[Intel-gfx] [PATCH 1/2] drm/i915: Convert hangcheck from a timer into a delayed work item

Fri Jan 23 07:43:46 PST 2015

On Fri, Jan 23, 2015 at 02:44:07PM +0200, Mika Kuoppala wrote:
> From: Chris Wilson <chris at chris-wilson.co.uk>
> 
> When run as a timer, i915_hangcheck_elapsed() must adhere to all the
> rules of running in a softirq context. This is advantageous to us as we
> want to minimise the risk that a driver bug will prevent us from
> detecting a hung GPU. However, that is irrelevant if the driver bug
> prevents us from resetting and recovering. Still it is prudent not to
> rely on mutexes inside the checker, but given the coarseness of
> dev->struct_mutex doing so is extremely hard.
> 
> Give in and run from a work queue, i.e. outside of softirq.
> 
> v2:
> 
> The conversion does have one significant change, from the use of
> mod_timer to schedule_delayed_work, means that the time that we execute
> the first hangcheck is fixed and not continually deferred by later work.
> This has the advantage of not allowing userspace to fill the ring before
> hangcheck can finally run.
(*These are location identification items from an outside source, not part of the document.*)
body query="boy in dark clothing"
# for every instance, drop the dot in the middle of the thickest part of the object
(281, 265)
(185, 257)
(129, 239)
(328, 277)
At the same time, it removes the ability for
> the interrupt to defer the hangcheck as well. This is sensible for that
> an interrupt is only for a single engine, whereas we perform hangcheck
> globally, so whilst one ring may have hung, the other could be running
> normally and preventing the hangcheck from firing.
> 
> Cc: Jani Nikula <jani.nikula at intel.com>
> Cc: Daniel Vetter <dnaiel.vetter at ffwll.chm>
> Signed-off-by: Chris Wilson <chris at chris-wilson.co.uk> (v2)
> Signed-off-by: Mika Kuoppala <mika.kuoppala at intel.com>

One thing special with timers is that they'll always run, and if you do a
del_timer_sync from process context you can't deadlock with timer A
because you hold some locks for timer B that's in front of A in the
queues. With workqueues that's not the case, and it's really easy to cause
deadlocks by blocking some random work item in front of the queue by
accident.

I think for this switch we need our own, dedicated hangcheck work queue,
with it's own thread to make sure it gets run reliable. But besides that I
really like this chnage.
-Daniel
-- 
Daniel Vetter
Software Engineer, Intel Corporation
+41 (0) 79 365 57 48 - http://blog.ffwll.ch